Он сунул конверт под дверь, я встал, распечатал его: там лежал билет второго класса из Бохума до Бонна и деньги на такси – всего шесть марок и пятьдесят пфеннигов. Я надеялся, что он для ровного счета положит хоть десять марок, и уже подсчитал, сколько я заработаю, если к тому же сдам билет первого класса, потеряю немного и куплю билет второго класса. Выходило около пяти марок.
– Все в порядке? – крикнул он за дверью.
– Да, – сказал я, – убирайтесь отсюда, скупердяй божий!

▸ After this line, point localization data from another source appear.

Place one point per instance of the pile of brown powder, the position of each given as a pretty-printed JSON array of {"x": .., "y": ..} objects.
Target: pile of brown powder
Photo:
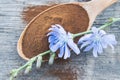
[{"x": 72, "y": 17}]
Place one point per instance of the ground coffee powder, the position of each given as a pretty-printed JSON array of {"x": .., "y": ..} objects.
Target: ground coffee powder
[{"x": 72, "y": 17}]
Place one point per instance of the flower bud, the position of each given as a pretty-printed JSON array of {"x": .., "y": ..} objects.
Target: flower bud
[
  {"x": 51, "y": 60},
  {"x": 28, "y": 69},
  {"x": 39, "y": 62}
]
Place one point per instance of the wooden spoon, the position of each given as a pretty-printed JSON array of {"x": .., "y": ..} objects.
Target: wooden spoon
[{"x": 74, "y": 17}]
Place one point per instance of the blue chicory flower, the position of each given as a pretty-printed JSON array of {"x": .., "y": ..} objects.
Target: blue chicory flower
[
  {"x": 97, "y": 40},
  {"x": 60, "y": 39}
]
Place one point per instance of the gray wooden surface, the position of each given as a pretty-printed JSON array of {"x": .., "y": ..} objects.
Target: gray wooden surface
[{"x": 83, "y": 67}]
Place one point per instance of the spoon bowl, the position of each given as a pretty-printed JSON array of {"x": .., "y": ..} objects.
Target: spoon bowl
[{"x": 74, "y": 17}]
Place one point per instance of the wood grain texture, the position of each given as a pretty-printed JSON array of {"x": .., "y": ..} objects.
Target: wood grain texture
[{"x": 85, "y": 66}]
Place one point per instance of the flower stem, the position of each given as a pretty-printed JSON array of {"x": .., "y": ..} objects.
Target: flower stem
[
  {"x": 15, "y": 72},
  {"x": 111, "y": 21}
]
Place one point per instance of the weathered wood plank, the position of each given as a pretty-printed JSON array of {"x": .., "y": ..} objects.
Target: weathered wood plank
[{"x": 105, "y": 67}]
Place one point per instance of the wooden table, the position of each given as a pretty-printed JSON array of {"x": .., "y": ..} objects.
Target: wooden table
[{"x": 82, "y": 67}]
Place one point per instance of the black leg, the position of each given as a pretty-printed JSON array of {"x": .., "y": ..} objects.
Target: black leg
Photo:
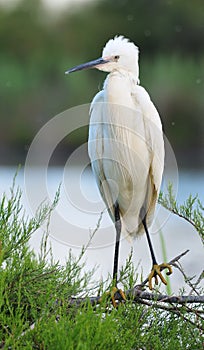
[
  {"x": 117, "y": 242},
  {"x": 149, "y": 241}
]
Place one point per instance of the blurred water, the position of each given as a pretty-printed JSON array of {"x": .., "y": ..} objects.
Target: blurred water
[{"x": 78, "y": 212}]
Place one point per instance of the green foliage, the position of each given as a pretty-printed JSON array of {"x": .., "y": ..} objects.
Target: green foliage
[{"x": 36, "y": 311}]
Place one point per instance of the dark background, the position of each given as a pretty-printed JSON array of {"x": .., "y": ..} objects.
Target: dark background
[{"x": 37, "y": 46}]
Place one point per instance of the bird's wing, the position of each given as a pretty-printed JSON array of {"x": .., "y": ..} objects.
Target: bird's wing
[
  {"x": 154, "y": 138},
  {"x": 96, "y": 149}
]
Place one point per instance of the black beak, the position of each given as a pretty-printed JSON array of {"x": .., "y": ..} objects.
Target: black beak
[{"x": 91, "y": 64}]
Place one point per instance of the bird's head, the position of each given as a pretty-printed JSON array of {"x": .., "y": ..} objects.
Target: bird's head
[{"x": 118, "y": 54}]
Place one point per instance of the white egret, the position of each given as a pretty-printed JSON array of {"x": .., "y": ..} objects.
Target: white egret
[{"x": 126, "y": 146}]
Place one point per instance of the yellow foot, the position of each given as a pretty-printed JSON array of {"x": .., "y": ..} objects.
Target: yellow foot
[
  {"x": 112, "y": 293},
  {"x": 156, "y": 271}
]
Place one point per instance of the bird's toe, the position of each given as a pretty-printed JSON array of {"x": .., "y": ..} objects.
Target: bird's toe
[{"x": 156, "y": 272}]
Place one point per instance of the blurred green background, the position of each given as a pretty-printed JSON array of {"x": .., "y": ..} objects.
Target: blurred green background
[{"x": 38, "y": 45}]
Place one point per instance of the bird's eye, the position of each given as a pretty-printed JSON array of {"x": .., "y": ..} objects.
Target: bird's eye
[{"x": 116, "y": 57}]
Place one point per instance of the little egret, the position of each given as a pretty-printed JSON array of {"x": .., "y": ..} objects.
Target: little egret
[{"x": 126, "y": 146}]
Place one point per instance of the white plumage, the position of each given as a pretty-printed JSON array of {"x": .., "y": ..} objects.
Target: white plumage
[{"x": 126, "y": 145}]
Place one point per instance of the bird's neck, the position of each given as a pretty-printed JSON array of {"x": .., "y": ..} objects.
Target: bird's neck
[{"x": 118, "y": 87}]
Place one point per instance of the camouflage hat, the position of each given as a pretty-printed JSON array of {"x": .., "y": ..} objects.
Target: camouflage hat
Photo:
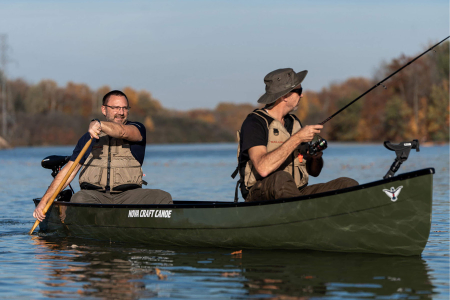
[{"x": 279, "y": 83}]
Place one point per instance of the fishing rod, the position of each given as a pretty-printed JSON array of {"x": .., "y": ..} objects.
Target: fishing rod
[
  {"x": 379, "y": 83},
  {"x": 318, "y": 143}
]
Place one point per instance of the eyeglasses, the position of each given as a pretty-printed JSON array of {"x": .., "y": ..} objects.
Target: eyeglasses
[
  {"x": 298, "y": 91},
  {"x": 116, "y": 108}
]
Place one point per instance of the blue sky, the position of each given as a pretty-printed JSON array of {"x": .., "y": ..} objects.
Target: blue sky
[{"x": 195, "y": 54}]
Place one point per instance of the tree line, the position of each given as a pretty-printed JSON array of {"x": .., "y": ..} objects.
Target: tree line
[{"x": 414, "y": 105}]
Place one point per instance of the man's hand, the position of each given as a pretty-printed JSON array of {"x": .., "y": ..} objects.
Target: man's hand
[
  {"x": 38, "y": 212},
  {"x": 95, "y": 128},
  {"x": 306, "y": 134}
]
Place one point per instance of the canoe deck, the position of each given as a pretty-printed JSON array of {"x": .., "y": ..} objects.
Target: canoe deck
[{"x": 357, "y": 219}]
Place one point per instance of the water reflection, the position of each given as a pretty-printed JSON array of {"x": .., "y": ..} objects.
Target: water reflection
[{"x": 94, "y": 269}]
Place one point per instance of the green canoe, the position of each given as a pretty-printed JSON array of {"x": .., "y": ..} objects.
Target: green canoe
[{"x": 390, "y": 216}]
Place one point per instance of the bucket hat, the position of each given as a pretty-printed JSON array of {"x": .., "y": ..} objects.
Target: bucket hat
[{"x": 279, "y": 83}]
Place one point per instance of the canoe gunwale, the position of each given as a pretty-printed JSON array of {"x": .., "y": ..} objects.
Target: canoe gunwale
[{"x": 184, "y": 204}]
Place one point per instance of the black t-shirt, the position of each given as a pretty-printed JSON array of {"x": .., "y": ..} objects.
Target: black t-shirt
[
  {"x": 137, "y": 148},
  {"x": 254, "y": 132}
]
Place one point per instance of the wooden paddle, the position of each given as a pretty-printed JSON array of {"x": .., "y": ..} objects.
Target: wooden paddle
[{"x": 50, "y": 202}]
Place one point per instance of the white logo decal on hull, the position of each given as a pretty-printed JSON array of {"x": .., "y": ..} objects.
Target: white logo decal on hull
[
  {"x": 393, "y": 193},
  {"x": 149, "y": 213}
]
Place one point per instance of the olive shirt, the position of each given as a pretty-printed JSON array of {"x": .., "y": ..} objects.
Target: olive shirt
[{"x": 137, "y": 148}]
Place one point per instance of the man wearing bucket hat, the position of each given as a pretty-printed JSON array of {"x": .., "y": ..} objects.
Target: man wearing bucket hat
[{"x": 270, "y": 162}]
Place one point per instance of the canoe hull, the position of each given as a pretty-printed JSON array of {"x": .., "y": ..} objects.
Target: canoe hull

– Но позвольте… – начал было он, и я заорал:
– Вон!
Он немножко постоял, потом я услышал, как он спускается по лестнице. Дети бренного мира не только умней, они и человечнее этих небесных чад. Я поехал на вокзал в трамвае, чтобы сэкономить на водку и сигареты. А хозяйка еще присчитала мне расход за телеграмму, которую я вечером отправил в Бонн Монике Сильвс, – за это Костерт платить отказался. Значит, денег на такси до вокзала у меня все равно не хватило бы. Телеграмму я послал до того, как в Кобленце отменили мое выступление. А я-то хотел отказаться первым, и меня это немного укололо. Лучше было бы, если бы я сам мог отказаться по телеграфу: «Выступать не могу, серьезно повредил колено». Что ж, по крайней мере телеграмма Монике отправлена: «Прошу приготовить квартиру на завтра Сердечный привет Ганс».